The key insight is that the apparent performance decline following large contracts is primarily explained by natural aging patterns rather than any motivational or behavioral change induced by financial security. Players typically sign their largest contracts between ages 28-31, right when natural performance decline begins. The significant age coefficient (p = 0.010) combined with the non-significant contract coefficient (p = 0.113) demonstrates that age—not contract status—drives the observed performance changes. This suggests high-profile cases like Anthony Rendon’s post-contract decline represent outliers reflecting injury issues or player-specific circumstances rather than systematic motivational effects.
Limitations
Several limitations warrant consideration. First, our definition of “big contracts” (50% salary increase or $5M jump) may not capture all meaningful contract events, particularly for already highly-paid players. Second, we lack data on contract length, guaranteed money, and performance incentives, which may moderate the relationship between contracts and performance. Third, injury data was not systematically included; injuries could confound the relationship between age and performance. Fourth, our analysis period (2018-2025) may not capture longer-term career trajectories, particularly for players who signed contracts at the end of this window.

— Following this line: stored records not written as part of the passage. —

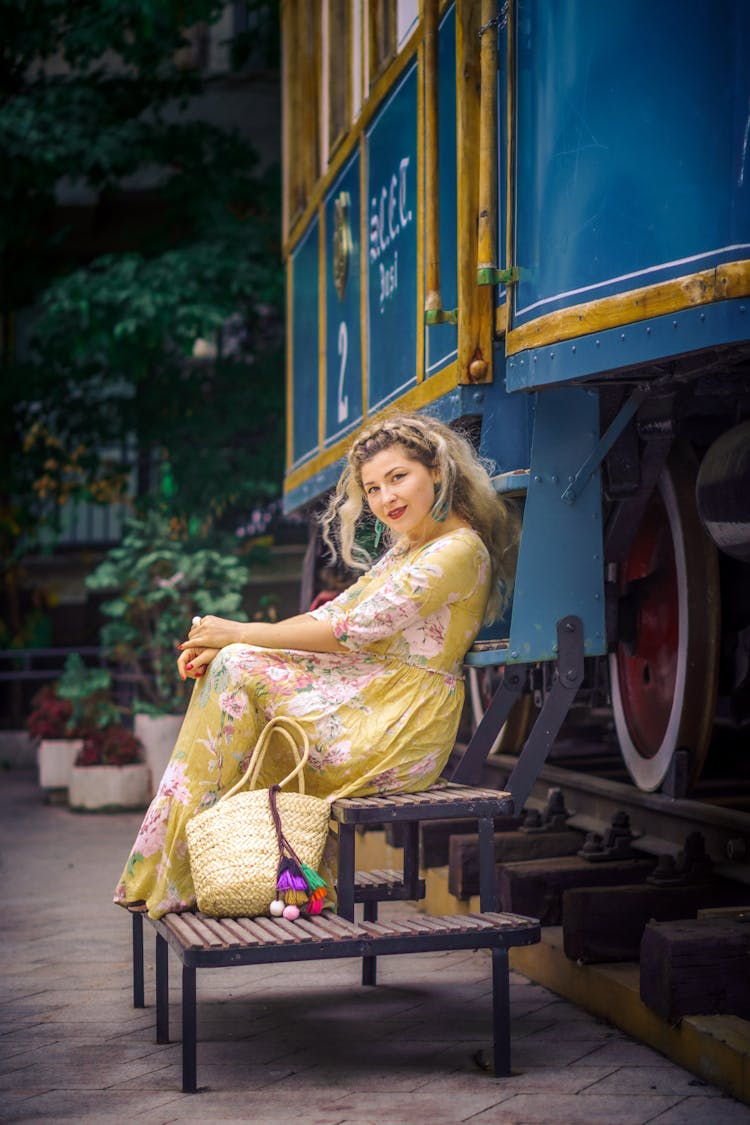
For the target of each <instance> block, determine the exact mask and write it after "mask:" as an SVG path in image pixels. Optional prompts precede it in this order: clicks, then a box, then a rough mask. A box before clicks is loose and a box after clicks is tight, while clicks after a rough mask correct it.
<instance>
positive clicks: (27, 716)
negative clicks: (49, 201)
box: [0, 645, 144, 728]
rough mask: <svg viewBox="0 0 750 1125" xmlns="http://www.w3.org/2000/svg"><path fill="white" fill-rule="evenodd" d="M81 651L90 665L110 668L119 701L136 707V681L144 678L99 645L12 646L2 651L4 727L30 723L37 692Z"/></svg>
mask: <svg viewBox="0 0 750 1125" xmlns="http://www.w3.org/2000/svg"><path fill="white" fill-rule="evenodd" d="M73 652H75V654H78V655H79V656H80V657H81V658H82V659H83V661H84V664H87V665H88V666H89V667H98V668H107V669H108V672H109V673H110V674H111V677H112V687H114V696H115V701H116V703H117V704H118V706H120V708H121V709H123V710H124V711H129V710H132V708H133V701H134V697H135V692H136V684H137V683H139V682H141V681H142V679H143V678H144V677H143V676H142V675H139V674H138V673H134V672H127V670H125V669H124V668H121V667H119V666H117V665H112V664H110V663H109V661H108V659H107V657H106V655H105V650H103V649H102V648H100V647H99V646H98V645H80V646H75V647H73V648H8V649H1V650H0V727H6V728H15V727H24V726H26V719H27V717H28V711H29V704H30V700H31V696H33V695H34V693H35V692H36V691H37V690H38V688H39V687H40V686H43V685H44V684H45V683H47V684H52V683H54V682H55V679H58V678H60V677H61V675H62V673H63V668H64V665H65V660H66V659H67V657H69V656H71V655H72V654H73Z"/></svg>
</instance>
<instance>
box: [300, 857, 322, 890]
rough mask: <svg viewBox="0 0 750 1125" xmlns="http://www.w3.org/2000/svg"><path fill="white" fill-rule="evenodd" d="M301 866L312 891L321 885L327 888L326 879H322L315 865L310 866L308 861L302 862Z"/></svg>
mask: <svg viewBox="0 0 750 1125" xmlns="http://www.w3.org/2000/svg"><path fill="white" fill-rule="evenodd" d="M300 867H301V868H302V875H304V876H305V879H306V880H307V885H308V886H309V889H310V890H311V891H315V890H317V889H318V888H320V886H322V888H324V889H325V885H326V882H325V879H322V877H320V875H318V873H317V871H315V870H314V868H313V867H308V865H307V864H306V863H300Z"/></svg>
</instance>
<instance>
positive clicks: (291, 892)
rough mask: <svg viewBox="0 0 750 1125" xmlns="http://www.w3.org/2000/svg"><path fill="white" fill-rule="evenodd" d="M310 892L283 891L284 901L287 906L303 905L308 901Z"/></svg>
mask: <svg viewBox="0 0 750 1125" xmlns="http://www.w3.org/2000/svg"><path fill="white" fill-rule="evenodd" d="M307 899H308V894H307V892H306V891H298V890H296V889H295V890H289V891H284V892H283V901H284V902H286V903H287V906H293V907H301V906H302V903H304V902H307Z"/></svg>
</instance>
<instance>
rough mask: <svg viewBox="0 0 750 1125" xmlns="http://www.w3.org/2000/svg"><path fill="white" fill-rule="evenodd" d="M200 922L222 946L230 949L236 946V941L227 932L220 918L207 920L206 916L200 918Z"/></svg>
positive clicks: (221, 920)
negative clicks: (215, 936) (207, 928)
mask: <svg viewBox="0 0 750 1125" xmlns="http://www.w3.org/2000/svg"><path fill="white" fill-rule="evenodd" d="M200 921H201V922H202V925H204V926H208V928H209V929H210V931H211V933H213V934H214V935H215V936H216V937H217V938H218V939H219V942H220V943H222V945H224V946H228V947H232V946H234V945H237V942H238V939H237V938H236V937H235V935H234V934H233V933H232V930H228V929H227V928H226V926H225V925H224V922H223V921H222V919H220V918H207V917H206V915H201V916H200Z"/></svg>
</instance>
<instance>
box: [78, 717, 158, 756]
mask: <svg viewBox="0 0 750 1125" xmlns="http://www.w3.org/2000/svg"><path fill="white" fill-rule="evenodd" d="M142 756H143V747H142V745H141V742H139V740H138V739H137V738H136V737H135V735H134V733H133V731H132V730H128V728H127V727H123V726H119V724H116V726H112V727H105V729H103V730H94V731H92V732H91V733H90V735H89V736H88V737H87V739H85V740H84V742H83V748H82V749H81V750H80V753H79V754H78V757H76V758H75V765H76V766H129V765H135V764H136V763H137V762H141V760H142Z"/></svg>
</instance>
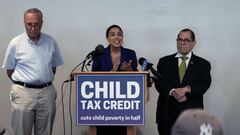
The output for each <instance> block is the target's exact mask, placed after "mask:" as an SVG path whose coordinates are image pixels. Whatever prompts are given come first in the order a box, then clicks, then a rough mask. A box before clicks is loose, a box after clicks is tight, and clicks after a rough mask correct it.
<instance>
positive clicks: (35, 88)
mask: <svg viewBox="0 0 240 135" xmlns="http://www.w3.org/2000/svg"><path fill="white" fill-rule="evenodd" d="M13 83H15V84H19V85H22V86H24V87H27V88H34V89H42V88H44V87H48V86H50V85H52V82H48V83H44V84H40V85H35V84H29V83H24V82H19V81H13Z"/></svg>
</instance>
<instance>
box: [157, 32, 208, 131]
mask: <svg viewBox="0 0 240 135" xmlns="http://www.w3.org/2000/svg"><path fill="white" fill-rule="evenodd" d="M195 45H196V41H195V34H194V32H193V31H192V30H190V29H183V30H182V31H180V33H179V34H178V36H177V50H178V52H177V53H174V54H172V55H169V56H165V57H163V58H160V60H159V62H158V65H157V70H158V72H159V73H160V74H161V75H162V76H163V77H162V78H160V79H158V80H157V81H155V87H156V89H157V91H158V92H159V97H158V103H157V112H156V122H157V124H158V132H159V134H160V135H170V133H171V132H170V131H171V127H172V125H173V124H174V122H175V120H176V119H177V117H178V116H179V114H180V113H181V112H182V111H184V110H186V109H188V108H203V95H204V93H205V92H206V91H207V90H208V88H209V87H210V84H211V75H210V70H211V65H210V63H209V62H208V61H207V60H205V59H203V58H201V57H199V56H196V55H195V54H194V53H193V52H192V49H193V48H194V47H195Z"/></svg>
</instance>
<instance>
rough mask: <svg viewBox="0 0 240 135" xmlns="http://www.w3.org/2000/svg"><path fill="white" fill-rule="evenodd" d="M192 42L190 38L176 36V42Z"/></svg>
mask: <svg viewBox="0 0 240 135" xmlns="http://www.w3.org/2000/svg"><path fill="white" fill-rule="evenodd" d="M190 42H193V41H192V40H190V39H181V38H177V43H190Z"/></svg>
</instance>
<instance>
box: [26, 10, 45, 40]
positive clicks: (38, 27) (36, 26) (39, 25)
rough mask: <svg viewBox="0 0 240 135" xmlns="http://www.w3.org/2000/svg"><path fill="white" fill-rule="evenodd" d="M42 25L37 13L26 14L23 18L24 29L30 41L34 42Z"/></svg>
mask: <svg viewBox="0 0 240 135" xmlns="http://www.w3.org/2000/svg"><path fill="white" fill-rule="evenodd" d="M42 23H43V21H42V18H41V17H40V15H39V14H37V13H27V14H26V15H25V16H24V24H25V29H26V32H27V35H28V36H29V38H30V39H31V40H36V39H38V38H39V35H40V32H41V27H42Z"/></svg>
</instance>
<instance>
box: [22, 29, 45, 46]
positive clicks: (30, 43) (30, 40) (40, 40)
mask: <svg viewBox="0 0 240 135" xmlns="http://www.w3.org/2000/svg"><path fill="white" fill-rule="evenodd" d="M25 34H26V38H27V40H28V43H29V44H31V45H37V44H39V42H40V41H41V37H42V33H40V37H39V39H38V42H37V44H35V43H34V42H33V41H32V40H31V39H30V38H29V36H28V35H27V33H26V32H25Z"/></svg>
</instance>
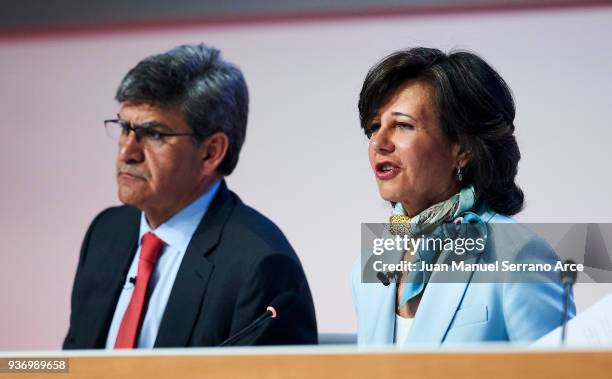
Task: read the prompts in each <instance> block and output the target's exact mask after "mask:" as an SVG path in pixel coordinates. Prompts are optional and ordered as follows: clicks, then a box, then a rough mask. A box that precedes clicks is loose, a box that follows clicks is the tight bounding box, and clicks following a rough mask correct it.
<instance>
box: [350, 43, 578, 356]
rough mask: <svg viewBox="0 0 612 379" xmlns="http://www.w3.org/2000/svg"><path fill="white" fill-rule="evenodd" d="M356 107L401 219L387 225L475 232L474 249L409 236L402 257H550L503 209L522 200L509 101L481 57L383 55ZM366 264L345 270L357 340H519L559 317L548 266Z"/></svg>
mask: <svg viewBox="0 0 612 379" xmlns="http://www.w3.org/2000/svg"><path fill="white" fill-rule="evenodd" d="M359 114H360V120H361V127H362V128H363V130H364V132H365V134H366V136H367V137H368V138H369V140H370V144H369V152H368V154H369V159H370V163H371V166H372V170H373V172H374V175H375V177H376V182H377V184H378V189H379V192H380V195H381V197H382V198H383V199H385V200H387V201H389V202H391V203H392V204H393V211H392V215H391V219H390V223H391V225H399V226H402V225H403V226H402V227H401V228H400V229H399V230H402V232H400V233H397V232H395V233H394V234H403V235H407V236H409V237H419V236H426V235H427V236H431V235H432V233H433V232H432V230H438V228H441V227H443V226H444V225H461V224H469V225H474V230H476V231H477V232H478V233H479V236H480V237H481V238H482V241H484V244H483V245H484V249H483V250H481V251H479V252H478V253H476V254H465V255H461V256H459V255H457V254H453V252H452V251H446V250H443V249H438V250H437V251H436V250H435V249H433V250H427V251H426V250H425V249H422V248H420V249H419V248H414V246H415V245H411V246H412V248H413V251H412V252H411V254H408V251H406V252H405V253H403V256H402V258H401V260H402V261H403V262H405V263H410V262H412V263H416V261H418V260H421V261H425V262H427V263H438V264H451V262H452V261H453V260H455V261H457V260H458V259H460V260H461V261H463V262H464V264H474V265H475V266H476V265H481V266H484V265H487V264H495V262H497V264H498V265H501V262H502V261H506V262H508V263H514V264H517V263H526V264H538V263H539V264H551V265H553V266H554V265H555V264H556V263H557V261H558V257H557V255H556V254H555V252H554V250H553V249H552V248H551V247H550V246H549V245H548V244H547V243H546V242H545V241H544V240H543V239H541V238H540V237H538V236H537V235H535V234H534V233H532V232H530V231H529V230H528V229H527V228H524V227H522V226H520V225H518V224H516V223H515V222H514V220H513V219H512V218H510V216H512V215H514V214H516V213H518V212H519V211H520V210H521V208H522V206H523V192H522V191H521V190H520V188H518V186H517V185H516V184H515V182H514V179H515V176H516V173H517V165H518V161H519V159H520V151H519V148H518V145H517V142H516V139H515V137H514V123H513V121H514V116H515V107H514V101H513V99H512V95H511V92H510V89H509V88H508V86H507V85H506V83H505V82H504V80H503V79H502V78H501V77H500V76H499V74H498V73H497V72H495V70H494V69H493V68H492V67H491V66H489V65H488V64H487V63H486V62H484V61H483V60H482V59H481V58H479V57H478V56H476V55H474V54H472V53H468V52H453V53H451V54H448V55H447V54H445V53H443V52H441V51H439V50H437V49H429V48H414V49H410V50H405V51H399V52H396V53H394V54H391V55H390V56H388V57H386V58H384V59H383V60H382V61H381V62H379V63H378V64H377V65H376V66H374V67H373V68H372V69H371V70H370V71H369V73H368V75H367V77H366V79H365V82H364V84H363V88H362V90H361V94H360V98H359ZM402 228H403V229H402ZM396 229H397V228H396ZM459 229H460V228H458V230H459ZM462 230H466V229H462ZM370 258H374V256H372V257H370ZM370 263H371V262H370V260H368V259H365V258H364V259H360V260H359V261H358V262H357V263H356V264H355V266H354V268H353V275H352V281H353V298H354V302H355V307H356V311H357V319H358V341H359V343H360V344H366V345H368V344H392V343H396V344H398V345H403V346H410V345H415V344H435V345H438V344H442V343H444V344H449V343H469V342H484V341H518V342H529V341H533V340H535V339H537V338H539V337H540V336H542V335H544V334H546V333H547V332H549V331H551V330H552V329H554V328H555V327H557V326H558V325H559V322H560V320H561V318H562V314H563V287H562V285H561V284H560V282H559V279H558V272H551V271H549V272H535V273H533V272H530V273H528V274H526V275H522V276H521V275H517V276H513V275H511V274H507V273H502V272H501V270H499V271H498V272H496V273H493V274H491V273H488V274H487V273H484V272H480V271H476V272H474V271H473V270H465V271H460V272H457V273H455V275H454V276H452V279H450V277H447V279H445V278H444V277H443V276H441V273H437V272H426V273H425V272H423V273H421V275H420V276H419V275H417V274H415V273H409V272H408V271H404V272H395V273H389V272H380V273H377V274H378V275H377V278H379V279H380V281H368V280H367V279H365V278H366V277H367V272H366V271H367V270H371V268H370ZM464 267H465V266H464ZM468 267H469V266H468ZM499 267H501V266H499ZM396 274H397V275H396ZM436 278H437V279H436ZM574 313H575V307H574V303H573V300H571V302H570V307H569V316H570V317H571V316H573V315H574Z"/></svg>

Additionally, survivor bias may affect our results—players who receive large contracts are already elite performers, potentially making them less susceptible to motivational decline. We also cannot fully disentangle regression to the mean from true performance changes, as players often sign contracts immediately following career-best seasons. Finally, our age control uses a linear specification, though performance decline may be non-linear (though our age-squared model showed similar results).
Future Research Directions
Several avenues for future research emerge from this analysis:
- Contract structure analysis: Examine how contract length, guaranteed money, and incentive clauses affect post-contract performance
- Injury integration: Incorporate detailed injury data to better separate age-related decline from injury-related decline
- Position-specific effects: Investigate whether contract effects differ by position (e.g., pitchers vs. hitters, or by defensive position)
- Team context: Analyze whether team quality, market size, or competitive pressure moderates contract effects
- Comparison to other sports: Extend this methodology to NBA, NFL, or NHL data to test generalizability
- Non-linear aging models: Implement spline or polynomial age terms to better capture performance curve shapes
- Causal inference approaches: Apply propensity score matching or instrumental variables to strengthen causal claims
These extensions would provide a more comprehensive understanding of the complex relationship between compensation, motivation, and athletic performance in professional sports.